I personally find that getting a gift that shows that the person has not listened to me is worse than no present/celebration at all... Especially when it is from your better half.

My DH gives away gifts I've been given when I don't use them - but they were never really bought with me in mind to start with.

Pagwatch · 06/10/2019 17:01

I think it’s absolutely fine to feel a little deflated
I do think however that’s it’s sensible to find a way to acknowledge that it was just unfortunate
If you leave your husband to make the arrangements then the potential for it not being as you wish is huge.
If you wanted a party with your family and friends you could have just said do and helped arrange it.

Surprises are nice if they are actually surprises but you’d hinted heavily what you wanted so the whole ‘surprise’ but is just a sort of weird coyness

Book something with your friends and change the presents. Just say that the presents were lovely but not quite what you wanted and change them
And tell your friends there was a mix up and book an evening out

It’s not difficult tbh and better than feeling aggrieved about something that was just a misunderstanding

Dotty1970 · 06/10/2019 17:06

Oh my, I would be ashamed to act like this...... Narcissistic comes to mind

I8toys · 06/10/2019 17:12

YABU - sounds like he tried his best. Its one day and you sound extremely self- centered. Go buy yourself something if that's what makes you happy.

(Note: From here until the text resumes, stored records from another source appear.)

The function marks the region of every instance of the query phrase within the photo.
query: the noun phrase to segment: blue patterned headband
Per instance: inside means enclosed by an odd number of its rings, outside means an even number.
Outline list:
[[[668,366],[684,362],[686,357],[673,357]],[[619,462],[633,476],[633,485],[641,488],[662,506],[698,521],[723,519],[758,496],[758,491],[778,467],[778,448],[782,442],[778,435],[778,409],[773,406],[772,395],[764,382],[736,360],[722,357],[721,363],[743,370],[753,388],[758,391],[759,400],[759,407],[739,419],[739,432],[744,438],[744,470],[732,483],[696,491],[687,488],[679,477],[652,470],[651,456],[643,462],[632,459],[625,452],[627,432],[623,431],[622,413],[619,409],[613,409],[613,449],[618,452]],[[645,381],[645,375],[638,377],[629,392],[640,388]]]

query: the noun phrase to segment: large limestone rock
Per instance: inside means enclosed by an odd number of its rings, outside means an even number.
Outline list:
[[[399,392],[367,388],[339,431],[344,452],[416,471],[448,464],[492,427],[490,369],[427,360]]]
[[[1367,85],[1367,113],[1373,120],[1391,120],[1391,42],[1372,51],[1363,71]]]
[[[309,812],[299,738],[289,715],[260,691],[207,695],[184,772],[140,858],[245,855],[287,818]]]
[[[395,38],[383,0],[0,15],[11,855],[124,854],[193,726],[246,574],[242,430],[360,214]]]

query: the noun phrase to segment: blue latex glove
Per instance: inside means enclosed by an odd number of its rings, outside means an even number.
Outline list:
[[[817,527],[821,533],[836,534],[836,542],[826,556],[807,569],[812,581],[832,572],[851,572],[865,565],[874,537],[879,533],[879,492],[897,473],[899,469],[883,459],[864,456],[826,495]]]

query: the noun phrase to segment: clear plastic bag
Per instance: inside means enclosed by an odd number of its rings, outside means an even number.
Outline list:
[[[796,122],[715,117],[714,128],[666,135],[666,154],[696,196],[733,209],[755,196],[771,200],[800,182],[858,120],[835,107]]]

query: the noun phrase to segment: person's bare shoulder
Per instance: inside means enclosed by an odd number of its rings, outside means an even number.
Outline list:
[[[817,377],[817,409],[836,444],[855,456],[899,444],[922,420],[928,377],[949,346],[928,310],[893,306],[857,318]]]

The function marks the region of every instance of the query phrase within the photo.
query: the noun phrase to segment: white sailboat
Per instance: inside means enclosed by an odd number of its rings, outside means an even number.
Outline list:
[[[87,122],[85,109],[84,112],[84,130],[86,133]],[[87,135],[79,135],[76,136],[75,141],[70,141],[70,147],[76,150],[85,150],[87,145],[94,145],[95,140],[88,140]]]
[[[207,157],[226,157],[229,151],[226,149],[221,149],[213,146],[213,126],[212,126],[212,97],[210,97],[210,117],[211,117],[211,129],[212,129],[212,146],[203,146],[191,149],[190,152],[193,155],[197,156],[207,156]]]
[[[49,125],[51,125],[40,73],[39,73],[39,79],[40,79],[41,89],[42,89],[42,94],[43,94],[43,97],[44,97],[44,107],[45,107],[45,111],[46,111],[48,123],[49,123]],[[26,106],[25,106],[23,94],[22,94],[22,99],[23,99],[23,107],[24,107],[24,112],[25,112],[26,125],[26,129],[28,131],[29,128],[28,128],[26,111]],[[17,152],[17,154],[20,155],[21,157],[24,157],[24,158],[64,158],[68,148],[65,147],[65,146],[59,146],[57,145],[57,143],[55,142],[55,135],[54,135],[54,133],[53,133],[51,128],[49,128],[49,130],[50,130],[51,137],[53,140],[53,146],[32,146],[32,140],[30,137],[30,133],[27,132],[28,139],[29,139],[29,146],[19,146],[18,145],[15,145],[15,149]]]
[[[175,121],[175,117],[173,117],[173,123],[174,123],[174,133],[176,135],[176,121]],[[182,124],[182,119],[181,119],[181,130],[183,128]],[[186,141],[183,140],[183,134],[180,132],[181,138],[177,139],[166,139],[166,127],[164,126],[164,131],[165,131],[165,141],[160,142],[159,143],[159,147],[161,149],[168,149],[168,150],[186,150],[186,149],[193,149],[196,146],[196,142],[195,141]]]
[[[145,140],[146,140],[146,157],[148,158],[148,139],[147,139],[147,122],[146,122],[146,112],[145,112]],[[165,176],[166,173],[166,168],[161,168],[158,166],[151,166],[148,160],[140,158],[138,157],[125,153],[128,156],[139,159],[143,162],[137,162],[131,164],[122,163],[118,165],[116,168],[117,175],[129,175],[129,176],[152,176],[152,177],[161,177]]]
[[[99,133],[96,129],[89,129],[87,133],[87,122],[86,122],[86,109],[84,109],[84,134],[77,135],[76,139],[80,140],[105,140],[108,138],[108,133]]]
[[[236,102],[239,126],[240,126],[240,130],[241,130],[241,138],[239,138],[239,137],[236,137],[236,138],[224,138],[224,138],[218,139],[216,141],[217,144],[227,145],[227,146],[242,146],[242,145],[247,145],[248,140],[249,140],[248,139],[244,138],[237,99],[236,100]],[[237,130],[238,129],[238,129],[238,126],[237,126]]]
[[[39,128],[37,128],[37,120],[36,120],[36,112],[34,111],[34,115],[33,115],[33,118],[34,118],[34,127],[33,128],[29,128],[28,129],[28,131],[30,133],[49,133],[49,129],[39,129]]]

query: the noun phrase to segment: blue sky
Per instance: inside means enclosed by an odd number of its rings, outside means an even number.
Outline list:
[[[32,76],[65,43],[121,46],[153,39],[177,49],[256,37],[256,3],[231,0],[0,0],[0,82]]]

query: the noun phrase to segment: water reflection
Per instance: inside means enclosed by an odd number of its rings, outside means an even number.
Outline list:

Raspberrytruffle · 06/10/2019 17:23

Yes yabu, he tried hard you are a spoiled madam, most women are lucky if their dh remembers to get them a birthday card, get a grip princess

Roussette · 06/10/2019 19:02

most women are lucky if their dh remembers to get them a birthday card

Really? Who are these women? Every friend, relation and acquaintance I know would expect and get a birthday card and more from their husband.

NcNcNcNcNcNcNc · 06/10/2019 19:06

I would be in shock if my partner went to so much effort for me.

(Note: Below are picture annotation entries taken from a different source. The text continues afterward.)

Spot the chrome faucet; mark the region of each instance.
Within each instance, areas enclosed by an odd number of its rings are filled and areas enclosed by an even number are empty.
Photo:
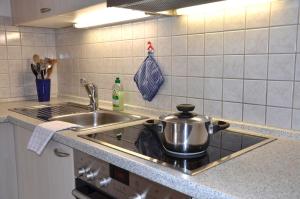
[[[85,80],[84,78],[80,79],[81,85],[85,87],[86,92],[90,98],[90,104],[88,105],[92,111],[96,111],[98,109],[98,88],[97,86]]]

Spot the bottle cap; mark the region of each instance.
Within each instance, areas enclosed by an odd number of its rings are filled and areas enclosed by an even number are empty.
[[[120,83],[121,83],[121,80],[120,80],[119,77],[116,78],[115,83],[116,83],[116,84],[120,84]]]

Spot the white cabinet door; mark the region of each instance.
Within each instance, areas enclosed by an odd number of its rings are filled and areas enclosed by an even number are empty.
[[[27,25],[102,2],[105,0],[11,0],[12,18],[15,25]]]
[[[18,199],[13,126],[0,124],[0,199]]]
[[[19,199],[73,199],[73,150],[51,141],[38,156],[26,149],[31,134],[15,126]],[[55,150],[66,157],[57,156]]]

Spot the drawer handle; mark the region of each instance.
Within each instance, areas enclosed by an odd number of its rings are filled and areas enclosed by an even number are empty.
[[[65,153],[65,152],[59,151],[59,149],[54,149],[54,154],[57,157],[60,157],[60,158],[65,158],[65,157],[69,157],[70,156],[69,153]]]
[[[91,199],[90,197],[82,194],[81,192],[79,192],[78,190],[74,189],[72,191],[72,195],[76,198],[76,199]]]
[[[50,11],[51,11],[51,8],[41,8],[40,9],[41,13],[47,13],[47,12],[50,12]]]

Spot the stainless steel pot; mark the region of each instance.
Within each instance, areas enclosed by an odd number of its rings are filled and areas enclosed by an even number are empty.
[[[194,105],[181,104],[177,106],[180,112],[146,122],[146,126],[158,132],[162,145],[171,155],[203,153],[210,135],[229,127],[227,122],[212,121],[210,117],[192,113],[194,108]]]

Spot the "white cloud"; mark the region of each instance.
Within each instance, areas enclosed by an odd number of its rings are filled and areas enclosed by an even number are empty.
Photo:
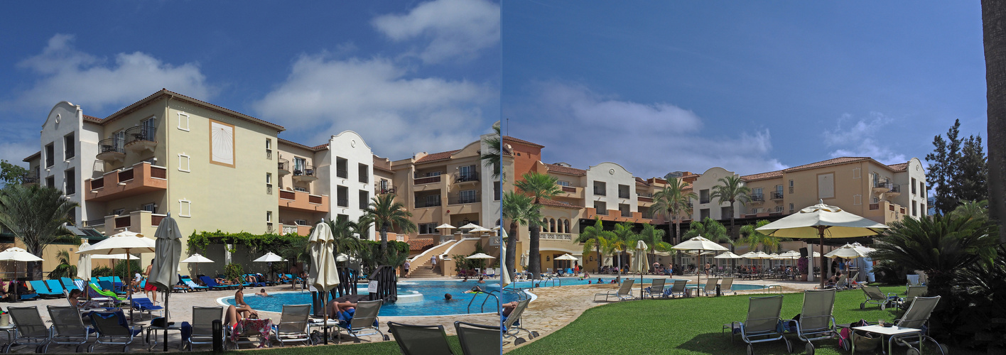
[[[611,161],[644,178],[676,170],[702,173],[715,166],[739,174],[787,167],[771,157],[769,130],[703,135],[703,126],[714,125],[687,109],[619,100],[583,85],[537,82],[530,93],[535,99],[508,108],[504,117],[521,118],[510,131],[544,145],[546,163],[585,168]]]
[[[824,143],[834,150],[829,155],[837,157],[871,157],[884,164],[904,163],[904,154],[891,150],[891,140],[877,139],[877,135],[890,133],[891,118],[881,113],[870,113],[866,118],[856,119],[844,114],[836,120],[835,128],[824,132]],[[851,123],[851,124],[849,124]]]
[[[471,59],[500,40],[500,6],[486,0],[435,0],[407,14],[374,18],[371,24],[393,41],[422,39],[417,55],[428,63]]]
[[[42,52],[22,60],[18,67],[41,77],[10,106],[40,109],[60,101],[80,105],[88,111],[118,109],[142,96],[167,87],[202,100],[214,90],[195,63],[172,65],[143,53],[118,53],[108,60],[77,50],[73,35],[56,34]],[[6,106],[6,105],[5,105]]]
[[[491,87],[465,80],[410,77],[384,58],[303,55],[254,108],[294,132],[318,132],[305,144],[352,130],[375,154],[400,159],[416,147],[434,153],[477,140],[488,127],[483,105],[494,95]]]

If he ever divorces you tell him to give me a call 😂

Pagwatch · 06/10/2019 19:19

God, people scolding the op as a spoilt madam are being a bit weird tbh.

I think she’s being unreasonable but she’s expressing honest emotions. Chiding her like you’re some sort of Dot Cotton is odd

EKGEMS · 06/10/2019 19:19

^ oh come on stop being a brat try to see how spoilt you are-you have Internet and are alive darling!